ADI’s Sentinel wBMS is a purpose-built automotive battery management system. (Source: Analog Devices Inc.)

“Wireless in an EV battery pack is challenging, and we saw early on that it would need a proprietary system that was tailored to that use case,” said O’Mahony. “One year after launch, ADI’s system is the only one in production.

“It’s not an easy problem to solve, but you do need to push customized application-specific networks and hardware to solve this problem,” he added.

Security also needed to be addressed with wireless, and again, ADI built the security from the ground up, O’Mahony said. “We also saw that there was a new ISO 21434 cybersecurity standard coming to automotive.”

ADI’s wBMS is certified to ISO/SAE 21434 for cybersecurity risk management and is the first to meet this qualification, according to TÜV NORD Mobilität.

“The electric battery pack will definitely be one of the key critical systems to keep secure,” said O’Mahony.

Another reason ADI decided on a proprietary network and custom hardware was to handle interference, including in-band interference. O’Mahony said ADI needed a system that would operate correctly even in environments with strong interference, including in-cabin and outside the vehicle.

Safety was another big issue for automotive OEMs, which ADI and others have addressed with compliance to the highest safety standard, ASIL-D.

Second life for EV batteries

Wireless BMS also makes it easier for repurposing the battery for a second life, which is a benefit for the environment. Without the wire harnesses, it makes it much easier to replace and reuse the battery packs.

Lyne said specs like data health over the lifetime of the battery pack, the warranty of the battery pack and the efficiency of the battery pack—how long will it last—are all very important.

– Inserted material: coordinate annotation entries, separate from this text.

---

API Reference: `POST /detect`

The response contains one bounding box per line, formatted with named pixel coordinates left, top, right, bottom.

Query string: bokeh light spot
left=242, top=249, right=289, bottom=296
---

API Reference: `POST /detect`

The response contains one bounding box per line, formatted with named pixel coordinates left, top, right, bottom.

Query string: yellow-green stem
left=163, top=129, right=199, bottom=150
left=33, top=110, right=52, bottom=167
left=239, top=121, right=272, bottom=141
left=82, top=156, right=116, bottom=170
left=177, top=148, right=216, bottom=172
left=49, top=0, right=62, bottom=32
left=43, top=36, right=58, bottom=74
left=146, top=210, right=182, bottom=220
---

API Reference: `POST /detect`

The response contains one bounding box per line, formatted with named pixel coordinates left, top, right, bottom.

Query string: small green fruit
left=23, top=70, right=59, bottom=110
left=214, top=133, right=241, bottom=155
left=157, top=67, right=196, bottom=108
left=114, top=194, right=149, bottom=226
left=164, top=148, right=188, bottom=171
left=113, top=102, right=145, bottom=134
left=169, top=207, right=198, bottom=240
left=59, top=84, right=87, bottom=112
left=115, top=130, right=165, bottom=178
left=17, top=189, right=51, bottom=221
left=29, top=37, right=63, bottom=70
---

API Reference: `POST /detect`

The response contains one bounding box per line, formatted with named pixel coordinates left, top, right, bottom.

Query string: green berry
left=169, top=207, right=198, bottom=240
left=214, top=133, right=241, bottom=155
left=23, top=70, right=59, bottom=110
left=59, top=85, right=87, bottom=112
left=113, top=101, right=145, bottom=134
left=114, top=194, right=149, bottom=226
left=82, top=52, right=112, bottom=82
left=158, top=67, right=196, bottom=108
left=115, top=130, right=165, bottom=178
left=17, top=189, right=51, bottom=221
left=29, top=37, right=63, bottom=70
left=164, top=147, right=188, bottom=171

“A lot of vehicle companies rate their cars for eight years on the battery pack, but if you still get an efficiency of greater than 86% from that battery pack beyond the eight years, for example, up to 10 years, that is another two years of its life beyond what was originally hoped,” said Lyne. “That is a win-win for the customer and a win-win for the OEM that developed it, and it also means that you treated that battery pack well during its life.

“When you do fast charging of a battery pack today, that causes more stress in particular on the dielectrics of the cells, which may shorten the lifespan of a battery pack, but they still have to guarantee it for eight years,” he added.

“When the battery pack gets below 86% efficiency in an automobile, you are no longer guaranteeing the range that it was originally specified for—150 miles, 200 miles or whatever it is—for a typical driving condition at 55 miles per hour, and so it starts degrading, and what they want to do is to replace the cells or replace the entire battery pack,” Lyne said.

It is at this point when lithium-ion batteries for EVs get repurposed for a second life. They can be reused in a variety of applications, from backup systems for servers to residential solar panels.

It is still important that the battery pack has a warranty or guarantee for these industrial applications, which is where the battery-monitoring data or SOH also comes into play to indicate the performance of the battery.